I jerk when he takes my hand, keeping me in place so that we’re still facing each other. As my pulse kicks into overdrive, he presses my shaky hand against his chest. His body is warm, solid. His heart beats a quick, steady rhythm beneath my palm.
I’m touching Conor Edwards’ chest.
What the hell is happening right now? Never in my wildest dreams did I envision the Kappa Chi Spring Break Hangover party ending this way.
“I mean it.” His voice thickens. “I’ve been sitting here having filthy thoughts about you all night. Don’t mistake my manners for indifference.”
A reluctant smile pulls at the corners of my lips. “Manners, huh?” I’m not sure I believe him. Or that a porno clip in his mind starring me qualifies as a compliment. Although I guess it’s the thought that counts.
“My mother didn’t raise a scoundrel, but I can be downright improper if you’re into it.”
“And what passes for improper on the west coast?” I ask, noting the way his top lip twitches when he’s being cheeky.
“Well…” His entire demeanor shifts. Eyes narrow. Breathing slows. Conor licks his lips. “If I weren’t a gentleman, I might try something like pushing your hair behind your ear.” He skims his fingertips through my hair. Then down the column of my neck. Just a gentle whisper of skin-to-skin.
My neck erupts in excited little bumps and my breath catches in my throat.
“And dragging my finger across your shoulder.”
He does so, quickening my pulse. An ache builds inside me.
“And skimming along until—” He reaches my bra strap. I hadn’t realized it was exposed with my V-neck sweater hanging off my shoulder.
“Alright. Down, boy.” Regaining my wits, I remove his hand and adjust my sleeve. Jeez, this guy should come with a warning label. “I think I get it now.”
“You’re ridiculously attractive, Taylor.” This time when he speaks, I don’t doubt his sincerity, if perhaps his sanity. I suppose someone like him doesn’t get around so much by being picky. “Don’t spend any more time believing otherwise.”
For the next few hours, I don’t.

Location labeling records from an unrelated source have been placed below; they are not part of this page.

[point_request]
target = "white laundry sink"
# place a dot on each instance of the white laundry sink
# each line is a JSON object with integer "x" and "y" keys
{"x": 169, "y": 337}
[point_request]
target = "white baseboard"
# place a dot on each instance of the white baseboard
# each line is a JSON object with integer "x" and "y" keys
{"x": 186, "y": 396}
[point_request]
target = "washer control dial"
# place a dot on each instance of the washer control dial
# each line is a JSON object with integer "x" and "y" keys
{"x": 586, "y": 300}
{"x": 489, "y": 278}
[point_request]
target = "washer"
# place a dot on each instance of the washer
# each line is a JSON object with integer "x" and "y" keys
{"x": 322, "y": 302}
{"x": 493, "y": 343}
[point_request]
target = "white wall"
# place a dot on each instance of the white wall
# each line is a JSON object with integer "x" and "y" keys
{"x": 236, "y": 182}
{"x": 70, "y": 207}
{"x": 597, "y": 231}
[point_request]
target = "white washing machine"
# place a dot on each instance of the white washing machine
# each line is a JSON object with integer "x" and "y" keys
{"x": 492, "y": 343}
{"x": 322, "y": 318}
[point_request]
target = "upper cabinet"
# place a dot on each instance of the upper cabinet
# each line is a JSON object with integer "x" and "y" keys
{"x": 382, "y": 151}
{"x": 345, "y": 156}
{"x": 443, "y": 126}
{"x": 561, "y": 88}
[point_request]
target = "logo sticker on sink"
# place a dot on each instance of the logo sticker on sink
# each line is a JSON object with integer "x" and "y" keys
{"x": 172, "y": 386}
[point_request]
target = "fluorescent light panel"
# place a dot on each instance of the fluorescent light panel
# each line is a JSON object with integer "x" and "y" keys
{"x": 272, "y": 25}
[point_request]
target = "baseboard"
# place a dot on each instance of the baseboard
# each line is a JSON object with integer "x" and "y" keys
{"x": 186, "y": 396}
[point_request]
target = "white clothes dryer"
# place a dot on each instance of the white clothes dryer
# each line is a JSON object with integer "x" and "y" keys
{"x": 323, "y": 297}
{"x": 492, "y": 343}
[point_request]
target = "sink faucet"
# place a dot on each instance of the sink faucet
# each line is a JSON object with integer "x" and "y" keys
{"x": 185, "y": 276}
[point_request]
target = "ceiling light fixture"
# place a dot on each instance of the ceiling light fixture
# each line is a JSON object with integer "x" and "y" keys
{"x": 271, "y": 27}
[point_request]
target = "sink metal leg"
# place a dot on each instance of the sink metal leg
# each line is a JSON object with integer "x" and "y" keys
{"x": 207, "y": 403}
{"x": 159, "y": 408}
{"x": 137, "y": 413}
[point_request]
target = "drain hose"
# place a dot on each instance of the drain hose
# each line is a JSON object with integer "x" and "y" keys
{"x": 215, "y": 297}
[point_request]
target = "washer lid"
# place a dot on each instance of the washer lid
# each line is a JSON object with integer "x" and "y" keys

Instead, I give myself permission to pretend that someone like Conor Edwards is actually into me.
We lie there in the ridiculous cocoon of Rachel’s stuffed animal collection, talking as if we’ve been friends for years. There’s surprisingly no shortage of things to say, no lag in the conversation. We move from banal topics of favorite foods and our mutual appreciation for sci-fi movies, to more serious ones, like how out of place I feel amongst my sorority sisters, to hilarious ones, like the time his sixteen-year-old punk-ass self got drunk after a road game in San Francisco and dove into the bay with the intention of swimming to Alcatraz.
“Fucking Coast Guard showed up and—” He cuts himself off mid-sentence, yawning loudly. “Shit, I can barely keep my eyes open.”
I catch his contagious yawn and cover my gaping mouth with my forearm. “Me too,” I say sleepily. “But we’re not leaving this room until you finish that story because holy shit, you were one stupid kid.”
That triggers a wave of laughter from the Norse god beside me. “Not the first time I’ve heard that, and it won’t be the last.”
By the time he finishes the story, we’re yawning on a loop, blinking rapidly to try to stay awake. The stupidest, drowsiest discussion ensues as we attempt to find the strength to get up.
“We should head downstairs,” I mumble.
“Mmm-hmmm,” he mumbles back.
“Like now.”
“Hmmm, good idea.”
“Or maybe in five minutes.” I yawn.
“Five minutes, yeah.” He yawns.
“Okay, so we’ll close our eyes for five minutes and then get up.”
“Just rest our eyes. You know, eyes get tired.”
“They do.”
“Tired eyes,” he’s muttering from beneath thick lashes, “and I played a game tonight, got a bit bruised up, so let’s just…”
I don’t hear the rest of his sentence, because we’ve both fallen asleep.